Insulators are thought to play important roles in establishing cell type-specific transcription patterns and in genome organisation. Mammals are widely believed to rely on a single type of insulator, defined by the factor CTCF. However, recent studies, including my own work, indicate the distribution and activity of CTCF are not sufficient to explain the compartmentalisation and three-dimensional organisation of the genome, implying significant contribution from alternative insulators. Identifying these elements and the factors that mediate their functions is essential for understanding how gene expression programs are established, maintained and changed during mammalian development.

Using developing T-cells as a model system, I intend to carry out a combination of genome-wide correlative analyses and functional studies to investigate the roles of newly identified putative insulator factors in transcriptional regulation and chromatin organisation. My research plan presents an opportunity to expand the repertoire of mammalian insulators beyond the current monopoly of CTCF, and gain new mechanistic insights into the roles of these regulatory elements in mammalian development.
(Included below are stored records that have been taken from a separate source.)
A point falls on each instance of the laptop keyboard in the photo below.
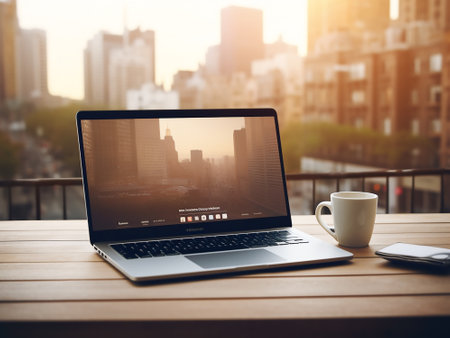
(194, 245)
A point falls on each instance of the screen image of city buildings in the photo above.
(138, 178)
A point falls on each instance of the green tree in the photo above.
(57, 127)
(354, 145)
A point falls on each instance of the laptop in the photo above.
(178, 193)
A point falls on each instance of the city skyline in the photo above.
(67, 35)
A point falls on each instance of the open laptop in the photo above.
(177, 193)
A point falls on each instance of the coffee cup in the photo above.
(353, 217)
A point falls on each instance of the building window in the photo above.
(436, 126)
(310, 98)
(415, 127)
(436, 63)
(358, 71)
(417, 66)
(328, 75)
(435, 94)
(387, 126)
(359, 123)
(358, 97)
(414, 97)
(309, 76)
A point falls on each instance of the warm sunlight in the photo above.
(184, 30)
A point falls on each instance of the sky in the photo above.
(184, 30)
(214, 137)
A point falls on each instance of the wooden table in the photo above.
(52, 283)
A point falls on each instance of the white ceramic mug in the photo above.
(353, 215)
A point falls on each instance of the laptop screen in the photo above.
(151, 172)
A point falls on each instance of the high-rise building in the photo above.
(436, 11)
(241, 39)
(96, 67)
(264, 173)
(8, 28)
(32, 81)
(114, 64)
(131, 66)
(328, 16)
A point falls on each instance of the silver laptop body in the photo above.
(178, 193)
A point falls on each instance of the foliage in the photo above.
(9, 157)
(354, 145)
(57, 127)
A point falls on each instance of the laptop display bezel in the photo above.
(179, 229)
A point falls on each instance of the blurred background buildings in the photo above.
(363, 70)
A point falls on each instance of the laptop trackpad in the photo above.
(235, 258)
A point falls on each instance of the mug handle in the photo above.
(323, 224)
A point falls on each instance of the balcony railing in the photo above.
(38, 184)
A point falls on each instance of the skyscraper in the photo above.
(32, 64)
(327, 16)
(241, 39)
(8, 28)
(131, 66)
(96, 67)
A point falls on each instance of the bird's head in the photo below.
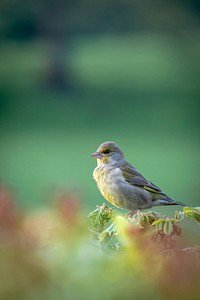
(108, 153)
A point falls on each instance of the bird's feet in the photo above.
(132, 213)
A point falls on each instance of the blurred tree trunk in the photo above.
(59, 73)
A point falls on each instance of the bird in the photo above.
(122, 184)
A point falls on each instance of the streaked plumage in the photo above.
(122, 185)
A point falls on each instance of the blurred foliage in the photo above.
(48, 254)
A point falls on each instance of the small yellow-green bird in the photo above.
(122, 185)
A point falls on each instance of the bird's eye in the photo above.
(107, 151)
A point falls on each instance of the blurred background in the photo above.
(74, 74)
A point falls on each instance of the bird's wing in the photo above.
(133, 177)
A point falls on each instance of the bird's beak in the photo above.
(97, 154)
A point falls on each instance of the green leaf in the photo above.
(192, 212)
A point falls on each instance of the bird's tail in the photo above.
(168, 201)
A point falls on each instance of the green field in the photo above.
(140, 91)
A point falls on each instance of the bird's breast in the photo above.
(107, 181)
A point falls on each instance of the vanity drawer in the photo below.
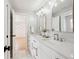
(57, 56)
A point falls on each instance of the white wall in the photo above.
(55, 23)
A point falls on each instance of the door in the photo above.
(20, 49)
(7, 31)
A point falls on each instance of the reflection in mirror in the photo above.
(69, 23)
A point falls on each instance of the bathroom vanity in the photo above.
(48, 48)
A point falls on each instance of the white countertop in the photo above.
(65, 49)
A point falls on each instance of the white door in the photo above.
(7, 30)
(20, 49)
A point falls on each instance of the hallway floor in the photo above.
(22, 56)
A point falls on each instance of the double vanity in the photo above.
(51, 47)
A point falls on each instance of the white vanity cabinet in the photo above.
(33, 47)
(41, 51)
(49, 54)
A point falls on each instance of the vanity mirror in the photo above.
(63, 22)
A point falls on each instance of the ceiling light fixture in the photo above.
(55, 4)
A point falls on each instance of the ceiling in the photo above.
(34, 5)
(26, 5)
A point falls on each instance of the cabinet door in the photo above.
(56, 56)
(44, 52)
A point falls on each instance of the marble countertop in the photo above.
(65, 48)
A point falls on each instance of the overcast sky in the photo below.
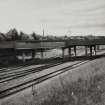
(57, 17)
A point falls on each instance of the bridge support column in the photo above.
(75, 50)
(90, 50)
(63, 52)
(95, 49)
(86, 50)
(33, 54)
(23, 57)
(69, 51)
(98, 47)
(41, 53)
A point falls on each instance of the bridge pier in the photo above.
(75, 50)
(69, 51)
(90, 50)
(95, 49)
(42, 56)
(63, 52)
(23, 57)
(86, 50)
(33, 54)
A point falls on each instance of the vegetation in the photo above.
(81, 92)
(13, 34)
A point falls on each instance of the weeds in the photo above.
(81, 92)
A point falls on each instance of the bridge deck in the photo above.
(49, 44)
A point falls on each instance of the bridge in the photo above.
(42, 45)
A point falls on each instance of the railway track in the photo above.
(17, 74)
(29, 83)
Drawing up the complete landscape of mammalian insulators has direct implications on our ability to understand and diagnose human disease, as recent comprehensive analyses of genome-wide association data revealed more than 50% of disease- and trait-associated genetic variants lie in intergenic regions bearing hallmarks of long-range gene regulatory elements such as enhancers and insulators.

Beneficiaries of my work will include scientists and clinicians with interests in translational research on T-cell lymphoma and autoimmune diseases, as well as medical geneticists. In the long term this work could assist development of diagnosis techniques and treatments.
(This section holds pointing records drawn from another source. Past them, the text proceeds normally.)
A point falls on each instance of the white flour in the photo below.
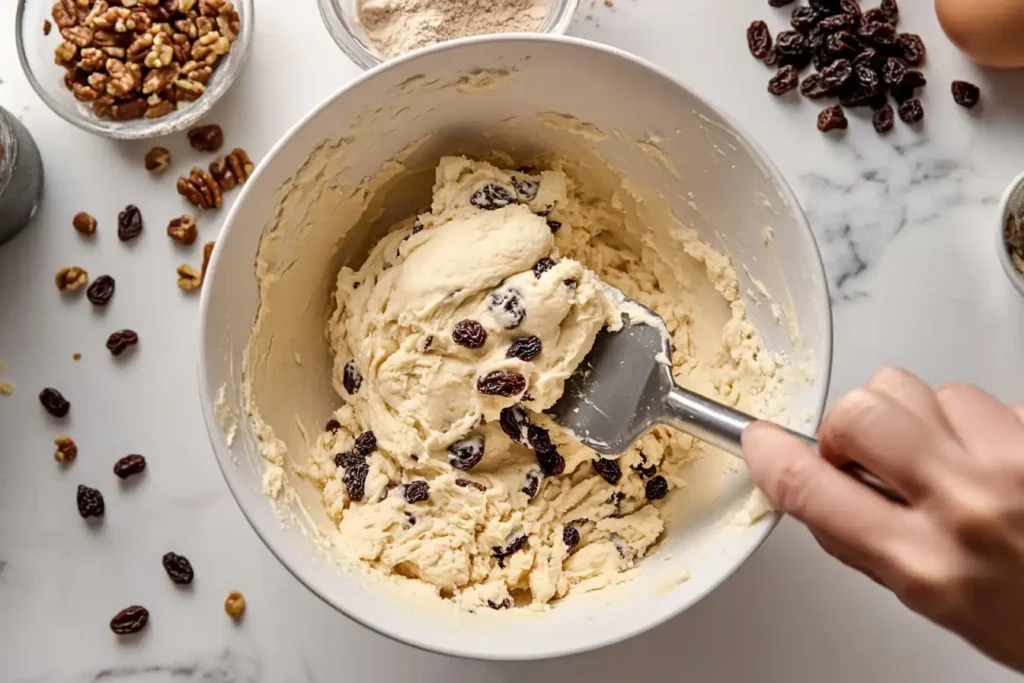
(395, 27)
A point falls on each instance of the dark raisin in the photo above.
(178, 568)
(130, 620)
(366, 443)
(525, 187)
(884, 119)
(608, 469)
(911, 112)
(837, 75)
(129, 465)
(813, 87)
(355, 480)
(540, 439)
(350, 378)
(469, 334)
(656, 488)
(506, 305)
(911, 48)
(129, 223)
(524, 348)
(966, 94)
(784, 81)
(467, 454)
(492, 197)
(543, 266)
(552, 464)
(512, 420)
(804, 18)
(502, 383)
(54, 402)
(100, 291)
(759, 39)
(417, 492)
(532, 484)
(570, 537)
(90, 502)
(119, 342)
(349, 458)
(833, 118)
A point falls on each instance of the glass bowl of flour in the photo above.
(373, 31)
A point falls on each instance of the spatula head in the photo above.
(617, 392)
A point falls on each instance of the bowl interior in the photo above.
(36, 53)
(519, 94)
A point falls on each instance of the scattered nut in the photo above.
(67, 450)
(182, 229)
(235, 604)
(206, 138)
(158, 160)
(72, 279)
(188, 280)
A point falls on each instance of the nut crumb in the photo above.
(67, 449)
(235, 604)
(188, 280)
(72, 279)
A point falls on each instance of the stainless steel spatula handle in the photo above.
(722, 427)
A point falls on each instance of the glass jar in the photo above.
(20, 176)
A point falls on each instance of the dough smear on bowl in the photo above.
(454, 336)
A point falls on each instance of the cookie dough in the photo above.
(455, 334)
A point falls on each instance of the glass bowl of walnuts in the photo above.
(130, 71)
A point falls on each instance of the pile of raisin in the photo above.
(858, 57)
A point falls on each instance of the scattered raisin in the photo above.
(833, 118)
(366, 442)
(100, 291)
(129, 465)
(884, 119)
(570, 537)
(656, 488)
(417, 492)
(783, 81)
(90, 502)
(911, 112)
(759, 39)
(119, 342)
(351, 379)
(129, 223)
(54, 402)
(610, 470)
(469, 334)
(524, 348)
(467, 454)
(178, 568)
(130, 620)
(966, 94)
(502, 383)
(493, 197)
(543, 266)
My experiments will investigate how transcriptional programs are established and regulated during thymocyte differentiation, and will therefore deliver an in-depth analysis of the pathways and mechanisms that drive T-cell development. When these pathways are altered thymocytes can become transformed giving rise to Precursor T-cell Lymphoblastic Lymphoma, which is the most common form of T-cell lymphoma. In addition, recent evidence suggest that autoimmune diseases such as type 1 diabetes and multiple sclerosis are caused by autoreactive T-cells that escape the negative selection process which takes place during thymocyte differentiation. A detailed molecular analysis of the normal thymocyte development and maturation process is essential for understanding the mechanisms that lead to transformation and autoimmunity, and for developing potential intervention strategies.
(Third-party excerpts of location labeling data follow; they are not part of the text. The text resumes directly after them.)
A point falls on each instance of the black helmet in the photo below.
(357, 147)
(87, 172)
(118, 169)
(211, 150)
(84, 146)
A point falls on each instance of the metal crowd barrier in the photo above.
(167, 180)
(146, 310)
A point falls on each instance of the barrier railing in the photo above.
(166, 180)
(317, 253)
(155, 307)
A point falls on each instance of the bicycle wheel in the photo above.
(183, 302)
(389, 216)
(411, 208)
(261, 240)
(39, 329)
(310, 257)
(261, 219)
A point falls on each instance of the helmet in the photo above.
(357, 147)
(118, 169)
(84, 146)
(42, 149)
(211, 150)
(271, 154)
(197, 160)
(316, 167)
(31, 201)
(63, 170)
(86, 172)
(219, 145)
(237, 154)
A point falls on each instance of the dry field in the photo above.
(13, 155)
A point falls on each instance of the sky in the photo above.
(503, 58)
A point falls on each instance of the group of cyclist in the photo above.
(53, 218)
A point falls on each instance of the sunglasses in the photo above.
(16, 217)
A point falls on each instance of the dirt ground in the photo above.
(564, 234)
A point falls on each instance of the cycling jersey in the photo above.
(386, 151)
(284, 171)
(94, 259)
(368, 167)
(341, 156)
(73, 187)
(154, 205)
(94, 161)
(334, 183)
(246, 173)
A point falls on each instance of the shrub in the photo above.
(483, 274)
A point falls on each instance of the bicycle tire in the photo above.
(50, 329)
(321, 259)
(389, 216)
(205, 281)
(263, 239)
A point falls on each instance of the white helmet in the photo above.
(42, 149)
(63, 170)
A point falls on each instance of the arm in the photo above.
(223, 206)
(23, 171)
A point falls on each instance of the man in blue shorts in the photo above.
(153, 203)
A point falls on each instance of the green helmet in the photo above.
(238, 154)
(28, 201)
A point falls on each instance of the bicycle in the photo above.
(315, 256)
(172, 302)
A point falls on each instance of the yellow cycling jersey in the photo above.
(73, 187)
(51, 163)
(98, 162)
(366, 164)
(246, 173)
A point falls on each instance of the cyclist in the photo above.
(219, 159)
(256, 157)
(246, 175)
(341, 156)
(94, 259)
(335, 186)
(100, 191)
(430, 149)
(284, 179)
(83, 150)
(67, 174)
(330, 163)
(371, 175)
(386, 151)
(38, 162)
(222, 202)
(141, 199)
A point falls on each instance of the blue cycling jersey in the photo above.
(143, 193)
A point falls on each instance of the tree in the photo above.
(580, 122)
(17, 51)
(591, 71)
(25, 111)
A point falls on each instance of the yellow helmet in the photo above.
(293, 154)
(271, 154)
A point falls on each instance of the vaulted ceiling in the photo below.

For medical geneticists, my work will help functionally evaluate disease-associated genetic variants, and thus will contribute to the development of diagnosis strategies and understanding the aetiology of human diseases. Genome-wide association studies (GWAS) are a powerful genetic approach to scan the entire genome for genetic variants most likely to be associated with a certain disease or phenotypical trait. This is a particularly promising approach to identify the genetic bases of common complex diseases, such as heart disease and diabetes, that may arise from the interaction of multiple genes. Hundreds of GWAS have been carried out investigating a diverse range of diseases, and an unexpected finding that emerged is that more than 50% of disease- and trait-associated genetic variants fall within non-coding, intergenic regions at considerable distance from gene bodies. Recent analyses have found these to significantly overlap with DNase I hypersensitive sites (DHS), a hallmark of long-range gene regulatory elements such as enhancers and insulators. Assigning functional significance to disease-associated genetic variants will therefore require comprehensive and accurate mapping of enhancers and insulators. My research plan to characterise new potential mammalian insulator factors will improve our ability to identify insulators in humans and will better define their genome-wide distribution.

Finally, PhD students and academic staff that will contribute to this work will receive a wide range of research training, including important technologies used in functional genomics such as ChIP-sequencing, RNA-sequencing and Hi-C, which will equip them with the necessary skills for a successful career progression.